Suppose the court had upheld the part we were just talking about — reclassifying Internet providers — but rejected the FCC's attempt to extend the rules to wireless carriers. We'd be living in a very interesting world. Your Internet usage on your PC and laptop would be covered by net neutrality, but the mobile data on your smartphone or tablet would not. And more and more Americans are shifting to mobile — meaning that this divergence in regulation would become increasingly apparent.
That's not what will happen now. The court ruled that the FCC can indeed apply the same rules to cellphone carriers as to providers of cable Internet, creating a single regime across different technologies.
ISPs had argued that mobile Internet access is fundamentally different from wired Internet access. It belongs, they said, in a special category under FCC rules that gets them out of having to obey the reclassification affecting wired Internet providers. The court disagreed, essentially saying mobile data does fall into the same category as regular, fixed Internet.

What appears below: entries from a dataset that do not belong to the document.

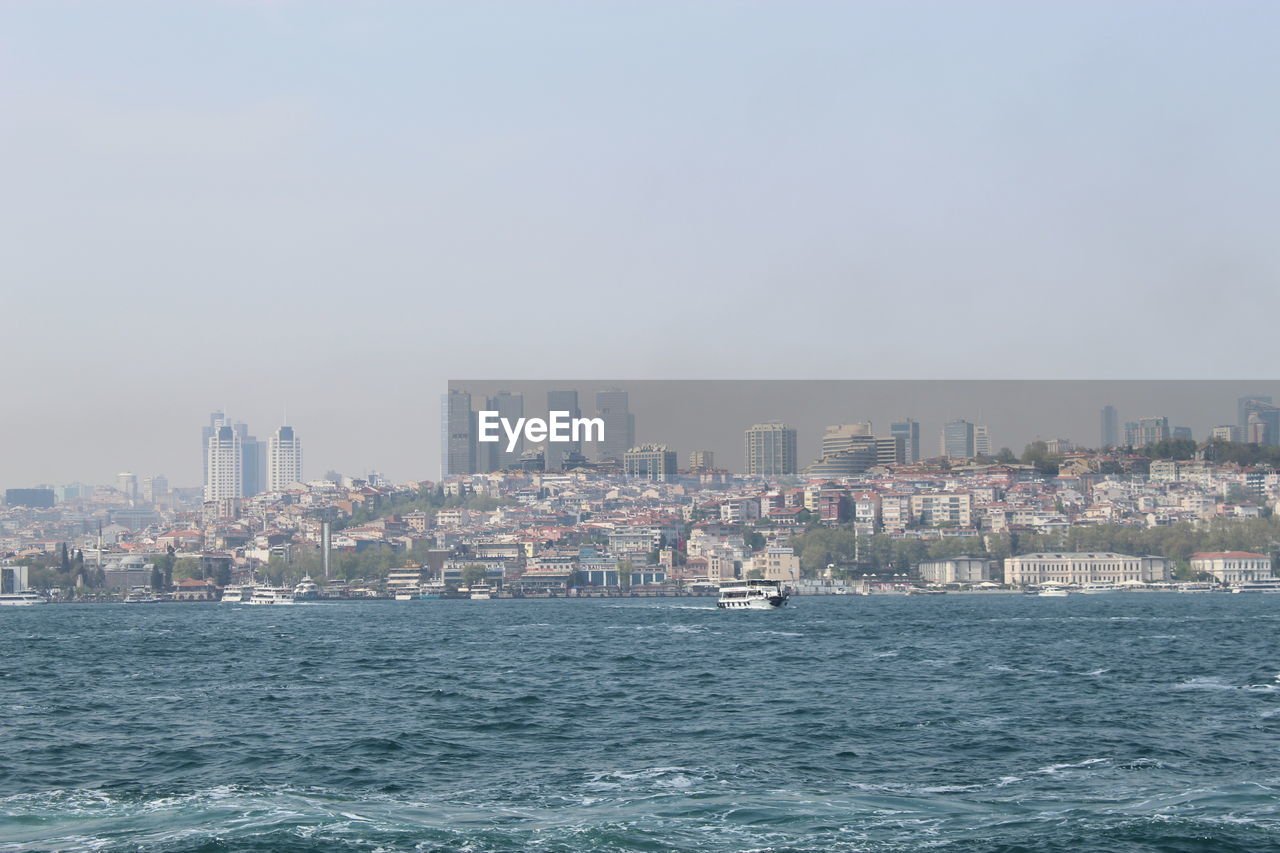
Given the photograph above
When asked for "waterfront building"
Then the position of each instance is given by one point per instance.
(1232, 566)
(771, 450)
(283, 460)
(955, 570)
(1080, 568)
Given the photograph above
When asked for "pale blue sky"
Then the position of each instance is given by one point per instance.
(339, 206)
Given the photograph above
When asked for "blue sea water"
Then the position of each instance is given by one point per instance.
(952, 723)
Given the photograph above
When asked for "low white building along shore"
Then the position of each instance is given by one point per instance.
(1075, 569)
(1232, 566)
(955, 570)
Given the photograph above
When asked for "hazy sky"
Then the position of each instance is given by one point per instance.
(336, 208)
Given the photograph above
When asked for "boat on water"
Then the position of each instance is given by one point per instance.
(1260, 585)
(22, 600)
(752, 594)
(272, 596)
(432, 591)
(237, 594)
(306, 589)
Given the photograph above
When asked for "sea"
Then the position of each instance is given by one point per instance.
(1136, 721)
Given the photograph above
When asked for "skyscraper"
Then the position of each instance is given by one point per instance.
(620, 425)
(224, 465)
(556, 452)
(771, 450)
(981, 441)
(958, 439)
(458, 428)
(909, 432)
(1109, 434)
(493, 456)
(283, 460)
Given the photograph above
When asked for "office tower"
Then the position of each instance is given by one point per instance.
(1246, 405)
(1228, 433)
(215, 420)
(1132, 434)
(958, 439)
(702, 460)
(771, 450)
(493, 456)
(254, 460)
(283, 460)
(1152, 430)
(909, 432)
(458, 428)
(224, 465)
(154, 488)
(127, 484)
(620, 425)
(982, 441)
(1109, 432)
(1266, 414)
(650, 463)
(556, 452)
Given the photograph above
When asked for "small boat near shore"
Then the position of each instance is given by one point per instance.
(752, 594)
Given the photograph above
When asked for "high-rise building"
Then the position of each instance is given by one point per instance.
(909, 432)
(556, 452)
(283, 460)
(982, 441)
(127, 483)
(224, 465)
(620, 425)
(254, 460)
(1261, 410)
(771, 450)
(458, 430)
(1109, 432)
(494, 456)
(650, 463)
(1132, 434)
(1246, 405)
(1152, 430)
(958, 439)
(215, 420)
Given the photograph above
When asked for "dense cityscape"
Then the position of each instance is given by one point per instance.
(1147, 507)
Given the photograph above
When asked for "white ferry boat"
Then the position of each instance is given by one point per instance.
(237, 594)
(1260, 585)
(1100, 588)
(306, 589)
(272, 596)
(752, 594)
(22, 600)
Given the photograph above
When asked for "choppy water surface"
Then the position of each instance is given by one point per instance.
(997, 723)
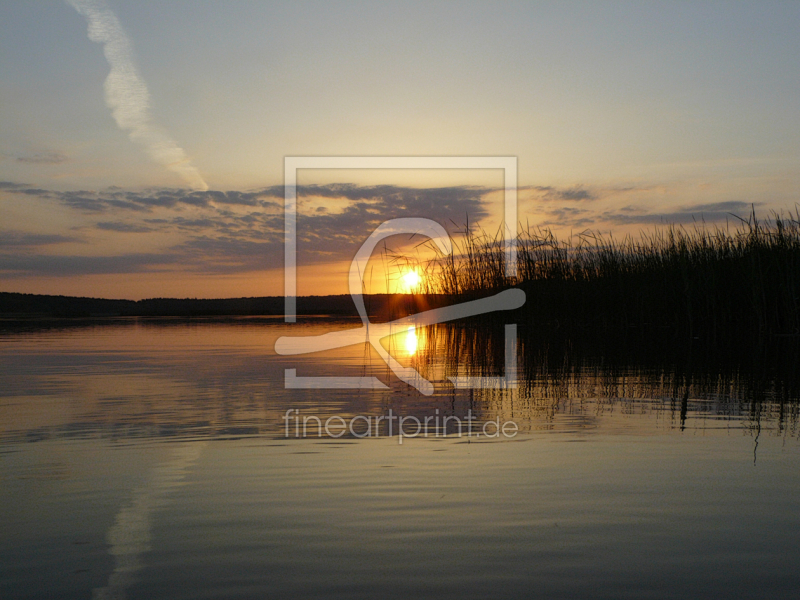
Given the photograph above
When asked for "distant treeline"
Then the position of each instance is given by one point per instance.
(32, 306)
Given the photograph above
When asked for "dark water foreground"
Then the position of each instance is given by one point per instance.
(150, 459)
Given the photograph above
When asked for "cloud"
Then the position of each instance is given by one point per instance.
(15, 265)
(126, 93)
(20, 239)
(123, 227)
(43, 158)
(574, 194)
(240, 231)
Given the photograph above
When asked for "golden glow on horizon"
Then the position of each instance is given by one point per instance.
(410, 281)
(411, 341)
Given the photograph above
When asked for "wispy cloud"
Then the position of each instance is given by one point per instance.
(43, 158)
(237, 231)
(18, 240)
(714, 212)
(127, 95)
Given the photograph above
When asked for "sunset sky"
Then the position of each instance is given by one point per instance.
(143, 143)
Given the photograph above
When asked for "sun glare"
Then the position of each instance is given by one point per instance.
(410, 281)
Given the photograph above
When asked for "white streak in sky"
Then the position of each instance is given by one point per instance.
(127, 95)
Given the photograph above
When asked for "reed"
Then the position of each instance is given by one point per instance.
(704, 282)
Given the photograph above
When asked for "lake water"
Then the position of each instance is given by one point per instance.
(153, 459)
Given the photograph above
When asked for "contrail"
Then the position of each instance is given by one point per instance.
(127, 95)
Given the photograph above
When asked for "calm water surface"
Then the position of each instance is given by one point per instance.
(149, 459)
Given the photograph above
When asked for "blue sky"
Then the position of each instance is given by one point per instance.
(621, 114)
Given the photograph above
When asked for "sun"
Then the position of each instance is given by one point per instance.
(410, 281)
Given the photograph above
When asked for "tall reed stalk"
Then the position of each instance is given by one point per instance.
(704, 281)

What happened to the First Amendment argument?
The First Amendment challenge to the FCC goes something like this: In carrying speech-like content over their networks such as videos or blog posts, ISPs can be said to be "speaking" when they agree to transmit that content. Any rules that infringe on their ability to do that amounts to an attack on free speech. What's more, ISPs sometimes make editorial decisions about what content to provide to consumers, which makes them a bit like newspapers.
The court disagreed. Telephone networks carry other people's speech, but that by itself doesn't make phone companies First Amendment "speakers," the judges ruled. And, it said, newspapers are different from Internet providers in that newspapers are constrained in what they can fit on the page, whereas Internet providers aren't limited in "the range of potential content they can make available to subscribers."
Even if an ISP really did decide to "curate" the sites a customer could see on the Internet, the court said, it wouldn't, by definition, be an Internet provider anymore because a true Internet provider gives users access to all points on the Web.
What does all this mean? And what happens next?
It means, simply, that the Internet now lives in totally uncharted waters. Now that the FCC has successfully reclassified all Internet providers under different rules, it can begin writing entirely new regulations to shape their behavior. It can also police behavior that it deems unfair. Critics view this as a tremendous power grab. Supporters view this as necessary for protecting consumers from abusive corporate behavior.
This court case may be over — but the saga isn't. Some ISPs, like AT&T, are hinting strongly that they will take this all the way to the Supreme Court. Before that happens, ISPs might try for a rehearing at the D.C. Circuit, or file another lawsuit in a different appellate court. The whole process could take years. But for now, having dealt with the immediate legal threat, the FCC will be moving ahead on implementing its net neutrality rules.